Mon travail de fouille-merde a commencé au Havre, quand j’ai trouvé il y a quelques mois, sous les falaises-poubelles de Dollemard, des pierres tombales et de vieux bouchons balancés là il y a plusieurs décennies. Pendant des semaines, j’ai cherché des indices, à travers l’espace et à travers le temps, pour raconter leur histoire. Persuadé que les déchets que l’on trouve dans la nature ont beaucoup de choses à dire sur notre façon de consommer et de vivre, j’ai tenté ensuite de faire parler d’autres détritus, ramassés sur les plages du Havre puis en remontant le long de la Seine. Il y avait des granulés de plastique issus des usines du coin (lire l’épisode 8, « Total et ExxonMobil vomissent de la bille »), des petits camemberts de stations d’épuration (lire l’épisode 10, « La Seine vous présente son eau de toilettes »), pas mal de tas de débris venus de chantiers et même des poches de dialyse. Sans oublier la quantité impressionnante d’emballages plastique, allant de la bouteille de Coca (lire l’épisode 3, « Coca, zéro sur les déchets ») à l’insidieux film qui entoure les paquets de clopes. Tiens, en parlant de clopes, j’ai vu plein de mégots aussi (lire l’épisode 9, « Fleuve sans filtre »).

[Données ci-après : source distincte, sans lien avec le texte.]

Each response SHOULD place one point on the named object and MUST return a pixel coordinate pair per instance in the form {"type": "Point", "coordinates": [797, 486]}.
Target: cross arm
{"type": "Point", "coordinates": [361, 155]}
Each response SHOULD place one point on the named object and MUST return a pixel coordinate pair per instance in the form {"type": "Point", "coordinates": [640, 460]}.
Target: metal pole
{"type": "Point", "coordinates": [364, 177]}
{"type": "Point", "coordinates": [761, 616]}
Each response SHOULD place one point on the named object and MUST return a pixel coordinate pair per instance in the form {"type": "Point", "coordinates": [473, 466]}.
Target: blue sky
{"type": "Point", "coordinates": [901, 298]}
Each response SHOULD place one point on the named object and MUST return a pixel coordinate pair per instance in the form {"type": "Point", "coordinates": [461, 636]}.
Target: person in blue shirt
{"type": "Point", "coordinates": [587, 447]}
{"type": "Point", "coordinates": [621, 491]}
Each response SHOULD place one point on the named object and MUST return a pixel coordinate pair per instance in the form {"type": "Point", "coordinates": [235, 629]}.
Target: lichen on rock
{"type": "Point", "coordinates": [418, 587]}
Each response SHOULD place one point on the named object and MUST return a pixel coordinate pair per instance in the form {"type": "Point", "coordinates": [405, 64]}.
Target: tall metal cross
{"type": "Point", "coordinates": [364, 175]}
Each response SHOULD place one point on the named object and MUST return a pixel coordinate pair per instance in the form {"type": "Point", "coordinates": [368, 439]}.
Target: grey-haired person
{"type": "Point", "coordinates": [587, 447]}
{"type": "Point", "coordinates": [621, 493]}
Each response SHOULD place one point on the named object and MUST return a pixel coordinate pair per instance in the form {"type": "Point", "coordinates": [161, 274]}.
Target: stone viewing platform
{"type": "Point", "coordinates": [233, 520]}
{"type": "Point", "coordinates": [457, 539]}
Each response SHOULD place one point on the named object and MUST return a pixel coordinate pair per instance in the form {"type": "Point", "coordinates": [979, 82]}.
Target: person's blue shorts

En marchant ou en roulant à vélo à la recherche de ces déchets, on a le temps de se poser pas mal de questions. Dans ma tête, ça tournait en boucle. Quelle folie peut expliquer qu’une bouteille, qui a transporté du Coca pendant quelques semaines à peine, va se fragmenter dans les océans pendant des siècles ? À qui la faute ? À quoi ressemble une vie dans un environnement rempli de déchets ? En juillet, une étude menée par un chercheur de l’université de Santa Barbara (Californie) donnait ces chiffres : huit milliards de tonnes de plastique ont été produites dans l’histoire de l’humanité. La moitié sur les seules treize dernières années. Près de 80 % ont été au mieux mis en décharge, plus ou moins correctement, ou au pire balancés directement dans la nature. Où sont-ils maintenant ? Dans les fameux « septième » ou « huitième » continents de plastique flottants sur nos océans, dont on entend parler depuis la fin des années 1990 ?
Non, parce que ces continents n’existent pas. C’est une métaphore, inventée par le capitaine Moore, qui a permis de populariser le problème des déchets marins.